Returning to race, one question these observations raised is why are circumcision programmes being proposed for an African context? In the West HIV infection rates are declining, except in the USA, and yet no similar programme is proposed here. Plus viewed in the context of the racist history of circumcision in America, doesn't its promotion as a means of managing the sexuality of black African men - even for the laudable aim of tackling the spread of HIV - at least look a little politically suspect?
This isn't to say Marie and Michael are suggesting efforts at HIV prevention in Africa are a neo-colonial conspiracy. After all, the science behind circumcision might eventually prove robust. But it is worth reflecting that there exists something of a circumcision lobby in America and can therefore be seen as a "solution" looking for a problem. This and related questions came up in the subsequent discussion. Who are promoting circumcision? What agencies are working together? Why is it being pushed over other preventative programmes? How is it finding favour among key sponsors, who more often than not are not native to the countries affected?
Whatever the case, this paper demonstrates the difficult political questions that continue to bedevil the fight against HIV/AIDS.
4 comments:
Circumcision is a dangerous distraction in the fight against AIDS. There are six African countries where men are more likely to be HIV+ if they've been circumcised: Cameroon, Ghana, Lesotho, Malawi, Rwanda, and Swaziland. Eg in Malawi, the HIV rate is 13.2% among circumcised men, but only 9.5% among intact men. In Rwanda, the HIV rate is 3.5% among circumcised men, but only 2.1% among intact men. If circumcision really worked against AIDS, this just wouldn't happen. We now have people calling circumcision a "vaccine" or "invisible condom", and viewing circumcision as an alternative to condoms.
The one randomized controlled trial into male-to-female transmission showed a 54% higher rate in the group where the men had been circumcised btw.
ABC (Abstinence, Being faithful, Condoms) is the way forward. Promoting genital surgery will cost African lives, not save them.
I completely agree. If circumcision was proven to work, then fair enough. But the science is just so over the place that it diverts resources away from programmes that have a proven track record.

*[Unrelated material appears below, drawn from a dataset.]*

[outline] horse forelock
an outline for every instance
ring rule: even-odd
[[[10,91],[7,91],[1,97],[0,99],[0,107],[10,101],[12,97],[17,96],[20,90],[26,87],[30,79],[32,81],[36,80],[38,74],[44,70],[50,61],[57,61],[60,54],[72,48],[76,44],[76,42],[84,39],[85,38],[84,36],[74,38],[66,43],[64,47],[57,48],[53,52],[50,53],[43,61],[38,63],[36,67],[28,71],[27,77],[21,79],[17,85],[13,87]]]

Incidentally, the paper was more wide ranging than the thumbnail sketch I provide above but some of the policy and science stuff was new to me and I was unable to follow it enough to do it justice.
Phil,
On behalf of Intact America (www.intactamerica.com), I'd like to thank you for being so outspoken about this sensitive subject. The work you're doing is very important to all of us who believe that circumcision is an unnecessary, harmful and risky procedure that should have no place in modern medicine.
Keep it up, Phil. And don't forget we're behind you.